Research Associate II (Pathobiology)
6-month contract. Bay Area, CA. Onsite, Hybrid, and Remote considered.
*Salary range between $35-40 /hour depending on experience*
The In Vivo Pathology (IVP) team within the Pathobiology department of a leading Biopharma company is seeking a Research Associate II to support the management of downstream pathology workflows in support of pre-clinical in vivo pharmacological studies. This position will support drug development in diverse therapeutic areas such as fibrosis, inflammation, oncology, and virology.
A successful candidate will enjoy process optimization, management, working in a team; carefully follow scientific protocols and apply meticulous attention to detail. This individual will also be responsible for utilizing and maintaining the inventory tracking and study management tools in the lab, they'll be highly organized, with excellent written and verbal communication skills.
Knowledge, Experience and Skills
- Bachelor's degree or higher in an area of biological, medical, or relevant scientific field.
- Strong scientific communication, critical thinking, and problem-solving ability.
- Advanced planning, organization, and process management skills.
- Complete working knowledge of Word, Excel, and PowerPoint.
- Experience with statistical analysis software (i.e., PRISM GraphPad, Spotfire).
- Experience using database and tracking tools (i.e., Smartsheet, SharePoint, MS Projects).
- Highly motivated with a "can do" attitude and commitment to work as part of a team.
- Project and/or study management experience.
- Histology and/or Pathology Lab experience.
Essential Duties and Job Functions
- Support the management of pathology workflows in support of pre-clinical studies.
- Coordinate with external partners, to include CROs and academic collaborators.

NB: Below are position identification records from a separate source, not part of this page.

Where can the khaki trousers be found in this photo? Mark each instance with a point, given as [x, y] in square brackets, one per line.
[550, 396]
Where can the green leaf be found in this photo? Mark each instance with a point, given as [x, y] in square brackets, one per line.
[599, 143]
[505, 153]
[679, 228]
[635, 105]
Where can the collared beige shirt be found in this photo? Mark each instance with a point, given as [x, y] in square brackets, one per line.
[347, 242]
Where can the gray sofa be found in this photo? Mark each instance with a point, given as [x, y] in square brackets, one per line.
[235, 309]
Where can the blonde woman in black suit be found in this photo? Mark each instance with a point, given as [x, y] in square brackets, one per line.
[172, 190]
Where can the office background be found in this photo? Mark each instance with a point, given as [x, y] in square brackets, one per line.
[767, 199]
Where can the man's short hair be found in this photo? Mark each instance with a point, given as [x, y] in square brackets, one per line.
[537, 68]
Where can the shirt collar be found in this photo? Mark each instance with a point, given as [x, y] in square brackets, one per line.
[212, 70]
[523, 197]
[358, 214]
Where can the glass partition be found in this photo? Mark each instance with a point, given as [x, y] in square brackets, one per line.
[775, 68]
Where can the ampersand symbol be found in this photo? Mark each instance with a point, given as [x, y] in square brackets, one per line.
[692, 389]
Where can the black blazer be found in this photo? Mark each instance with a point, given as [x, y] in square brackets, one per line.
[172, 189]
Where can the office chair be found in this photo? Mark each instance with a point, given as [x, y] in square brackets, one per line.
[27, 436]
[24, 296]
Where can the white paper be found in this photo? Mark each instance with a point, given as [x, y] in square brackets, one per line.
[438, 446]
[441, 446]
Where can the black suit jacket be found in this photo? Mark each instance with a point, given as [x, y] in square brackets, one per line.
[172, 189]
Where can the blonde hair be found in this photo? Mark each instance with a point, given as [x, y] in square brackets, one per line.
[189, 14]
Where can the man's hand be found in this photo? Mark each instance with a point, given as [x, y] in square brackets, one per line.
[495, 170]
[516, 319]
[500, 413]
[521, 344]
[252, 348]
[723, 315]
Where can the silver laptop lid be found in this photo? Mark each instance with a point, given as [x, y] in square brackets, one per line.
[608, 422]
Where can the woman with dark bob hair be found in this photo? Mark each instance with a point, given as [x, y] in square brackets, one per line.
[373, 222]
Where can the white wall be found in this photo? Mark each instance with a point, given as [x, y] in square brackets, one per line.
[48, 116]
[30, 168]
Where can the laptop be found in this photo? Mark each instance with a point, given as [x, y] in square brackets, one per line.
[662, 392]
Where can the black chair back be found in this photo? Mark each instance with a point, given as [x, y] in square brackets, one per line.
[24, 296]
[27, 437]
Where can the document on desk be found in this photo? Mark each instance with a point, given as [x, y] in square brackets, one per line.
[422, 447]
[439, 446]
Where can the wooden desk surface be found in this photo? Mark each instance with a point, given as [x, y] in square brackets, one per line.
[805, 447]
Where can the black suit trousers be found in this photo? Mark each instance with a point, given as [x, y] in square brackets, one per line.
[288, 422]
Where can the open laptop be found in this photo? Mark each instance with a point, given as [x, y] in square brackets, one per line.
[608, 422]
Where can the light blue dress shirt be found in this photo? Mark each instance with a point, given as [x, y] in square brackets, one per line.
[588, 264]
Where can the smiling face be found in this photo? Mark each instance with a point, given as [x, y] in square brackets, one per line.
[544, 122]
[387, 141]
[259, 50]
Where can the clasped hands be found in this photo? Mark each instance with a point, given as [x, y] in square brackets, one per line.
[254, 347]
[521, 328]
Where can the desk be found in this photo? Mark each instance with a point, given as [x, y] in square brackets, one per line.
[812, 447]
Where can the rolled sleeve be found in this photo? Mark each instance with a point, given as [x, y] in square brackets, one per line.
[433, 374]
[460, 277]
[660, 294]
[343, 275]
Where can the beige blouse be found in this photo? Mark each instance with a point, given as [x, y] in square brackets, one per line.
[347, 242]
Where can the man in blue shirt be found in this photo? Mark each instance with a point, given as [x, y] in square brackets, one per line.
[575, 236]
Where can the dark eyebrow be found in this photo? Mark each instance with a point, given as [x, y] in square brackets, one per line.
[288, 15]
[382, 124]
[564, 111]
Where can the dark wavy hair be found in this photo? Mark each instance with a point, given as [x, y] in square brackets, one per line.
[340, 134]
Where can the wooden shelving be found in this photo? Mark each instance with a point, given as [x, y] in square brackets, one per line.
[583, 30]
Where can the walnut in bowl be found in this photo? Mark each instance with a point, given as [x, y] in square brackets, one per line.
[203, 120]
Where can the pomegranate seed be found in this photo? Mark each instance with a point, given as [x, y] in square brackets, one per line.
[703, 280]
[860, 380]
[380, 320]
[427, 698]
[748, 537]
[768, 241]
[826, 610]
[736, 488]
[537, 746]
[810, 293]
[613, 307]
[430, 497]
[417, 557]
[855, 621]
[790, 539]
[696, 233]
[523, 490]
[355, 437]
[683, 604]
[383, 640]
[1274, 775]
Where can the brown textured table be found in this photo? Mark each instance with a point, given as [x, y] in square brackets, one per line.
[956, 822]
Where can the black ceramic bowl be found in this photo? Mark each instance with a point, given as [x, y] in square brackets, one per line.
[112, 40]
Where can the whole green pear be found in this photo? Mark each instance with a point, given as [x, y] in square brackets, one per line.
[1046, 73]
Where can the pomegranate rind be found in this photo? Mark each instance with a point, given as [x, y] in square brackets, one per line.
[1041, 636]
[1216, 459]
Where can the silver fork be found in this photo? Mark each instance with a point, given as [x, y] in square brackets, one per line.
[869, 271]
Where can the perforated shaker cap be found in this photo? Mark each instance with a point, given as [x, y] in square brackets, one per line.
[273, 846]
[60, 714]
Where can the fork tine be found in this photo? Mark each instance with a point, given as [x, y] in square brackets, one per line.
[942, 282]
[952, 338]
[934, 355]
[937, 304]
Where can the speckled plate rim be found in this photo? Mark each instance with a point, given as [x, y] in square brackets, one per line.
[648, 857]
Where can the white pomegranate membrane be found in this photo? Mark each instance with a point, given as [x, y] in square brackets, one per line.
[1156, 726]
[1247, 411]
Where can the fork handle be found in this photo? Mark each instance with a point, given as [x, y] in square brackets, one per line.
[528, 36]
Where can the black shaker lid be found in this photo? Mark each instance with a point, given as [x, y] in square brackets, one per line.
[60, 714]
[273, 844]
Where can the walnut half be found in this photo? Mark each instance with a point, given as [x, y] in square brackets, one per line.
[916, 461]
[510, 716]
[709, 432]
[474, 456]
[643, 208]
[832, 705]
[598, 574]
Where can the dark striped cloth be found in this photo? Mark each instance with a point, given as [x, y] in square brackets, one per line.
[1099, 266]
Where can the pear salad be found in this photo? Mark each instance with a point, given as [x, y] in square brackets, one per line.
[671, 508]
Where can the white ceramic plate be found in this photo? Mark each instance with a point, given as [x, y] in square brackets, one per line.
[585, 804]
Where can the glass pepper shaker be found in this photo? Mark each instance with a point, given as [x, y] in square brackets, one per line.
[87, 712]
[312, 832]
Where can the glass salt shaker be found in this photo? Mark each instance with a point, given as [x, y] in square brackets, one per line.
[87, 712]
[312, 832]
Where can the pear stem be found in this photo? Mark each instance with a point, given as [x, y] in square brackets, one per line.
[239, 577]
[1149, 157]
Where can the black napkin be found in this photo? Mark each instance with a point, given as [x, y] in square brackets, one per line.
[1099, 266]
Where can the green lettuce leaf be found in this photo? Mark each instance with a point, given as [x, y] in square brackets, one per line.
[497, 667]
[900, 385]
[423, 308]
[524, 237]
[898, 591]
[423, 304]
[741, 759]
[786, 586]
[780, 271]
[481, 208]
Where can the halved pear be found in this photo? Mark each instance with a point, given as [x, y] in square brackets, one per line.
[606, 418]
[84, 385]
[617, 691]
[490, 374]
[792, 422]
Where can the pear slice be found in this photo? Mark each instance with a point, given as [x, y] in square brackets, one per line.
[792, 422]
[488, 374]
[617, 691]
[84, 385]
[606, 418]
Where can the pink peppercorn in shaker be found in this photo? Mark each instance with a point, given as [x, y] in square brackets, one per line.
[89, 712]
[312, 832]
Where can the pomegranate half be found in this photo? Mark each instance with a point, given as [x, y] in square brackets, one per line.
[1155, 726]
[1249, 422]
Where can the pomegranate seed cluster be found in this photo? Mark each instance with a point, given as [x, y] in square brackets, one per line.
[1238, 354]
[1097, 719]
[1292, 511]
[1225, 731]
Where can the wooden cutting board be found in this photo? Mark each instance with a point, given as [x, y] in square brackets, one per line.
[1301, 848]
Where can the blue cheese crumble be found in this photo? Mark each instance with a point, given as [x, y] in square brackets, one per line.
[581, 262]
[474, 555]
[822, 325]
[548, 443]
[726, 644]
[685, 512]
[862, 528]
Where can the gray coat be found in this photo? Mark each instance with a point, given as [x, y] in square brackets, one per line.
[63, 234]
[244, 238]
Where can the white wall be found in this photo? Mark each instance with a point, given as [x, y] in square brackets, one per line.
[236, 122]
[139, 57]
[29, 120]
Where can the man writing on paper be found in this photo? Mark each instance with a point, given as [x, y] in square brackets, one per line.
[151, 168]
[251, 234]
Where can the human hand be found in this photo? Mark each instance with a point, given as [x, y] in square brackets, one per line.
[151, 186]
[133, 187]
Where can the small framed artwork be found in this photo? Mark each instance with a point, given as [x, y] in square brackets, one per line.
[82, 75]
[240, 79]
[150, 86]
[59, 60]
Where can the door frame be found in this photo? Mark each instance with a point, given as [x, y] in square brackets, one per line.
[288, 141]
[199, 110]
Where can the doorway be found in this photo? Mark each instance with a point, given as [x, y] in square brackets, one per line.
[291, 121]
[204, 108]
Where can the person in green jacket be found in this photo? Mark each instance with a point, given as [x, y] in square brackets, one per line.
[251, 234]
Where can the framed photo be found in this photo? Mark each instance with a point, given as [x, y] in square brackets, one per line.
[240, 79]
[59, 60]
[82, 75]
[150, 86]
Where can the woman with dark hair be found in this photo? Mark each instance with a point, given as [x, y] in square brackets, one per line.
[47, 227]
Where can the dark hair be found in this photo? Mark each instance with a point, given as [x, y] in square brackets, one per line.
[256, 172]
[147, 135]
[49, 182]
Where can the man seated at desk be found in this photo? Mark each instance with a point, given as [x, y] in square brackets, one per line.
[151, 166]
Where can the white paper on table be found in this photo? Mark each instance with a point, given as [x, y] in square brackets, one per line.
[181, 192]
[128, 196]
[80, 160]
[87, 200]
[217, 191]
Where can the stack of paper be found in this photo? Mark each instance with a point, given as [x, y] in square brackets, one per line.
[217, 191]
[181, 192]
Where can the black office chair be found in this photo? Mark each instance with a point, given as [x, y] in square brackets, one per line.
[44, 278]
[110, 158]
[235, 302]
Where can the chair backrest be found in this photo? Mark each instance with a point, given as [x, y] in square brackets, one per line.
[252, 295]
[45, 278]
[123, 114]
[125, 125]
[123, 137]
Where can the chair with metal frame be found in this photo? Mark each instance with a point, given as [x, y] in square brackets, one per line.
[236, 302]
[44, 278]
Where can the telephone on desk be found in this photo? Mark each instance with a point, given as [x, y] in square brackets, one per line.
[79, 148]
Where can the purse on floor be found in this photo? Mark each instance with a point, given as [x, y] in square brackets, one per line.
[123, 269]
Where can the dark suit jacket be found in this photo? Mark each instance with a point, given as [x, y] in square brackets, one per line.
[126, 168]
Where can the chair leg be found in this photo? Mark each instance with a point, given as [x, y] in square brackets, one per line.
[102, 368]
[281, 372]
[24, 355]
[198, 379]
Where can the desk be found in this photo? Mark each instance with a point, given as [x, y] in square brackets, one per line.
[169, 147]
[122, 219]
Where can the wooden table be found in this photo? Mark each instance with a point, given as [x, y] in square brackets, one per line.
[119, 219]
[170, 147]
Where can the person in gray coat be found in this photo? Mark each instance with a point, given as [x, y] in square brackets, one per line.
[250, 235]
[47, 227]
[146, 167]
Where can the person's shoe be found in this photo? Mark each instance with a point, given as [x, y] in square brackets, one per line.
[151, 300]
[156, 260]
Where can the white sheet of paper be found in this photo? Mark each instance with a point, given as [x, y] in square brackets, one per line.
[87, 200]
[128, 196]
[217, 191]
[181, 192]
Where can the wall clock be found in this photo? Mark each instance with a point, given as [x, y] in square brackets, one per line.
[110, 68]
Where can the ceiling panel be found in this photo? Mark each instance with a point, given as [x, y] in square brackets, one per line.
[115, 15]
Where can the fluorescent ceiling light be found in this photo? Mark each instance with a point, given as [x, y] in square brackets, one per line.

- Ensure all related work and data generation is in alignment with internal methods and standards.
- Manage sample tracking and communicate updates and instructions to downstream stakeholders.
- Contribute to the development of Standard Operating Procedures (SOPs) and Best Practices.
- Track the development and implementation of histology assays.
- Maintain standardization of histology sample collection, processing, storage, and analysis.
- Work with Pathologists to communicate project status, QC data, and create pathology reports.
- Compile quantitative image analysis data.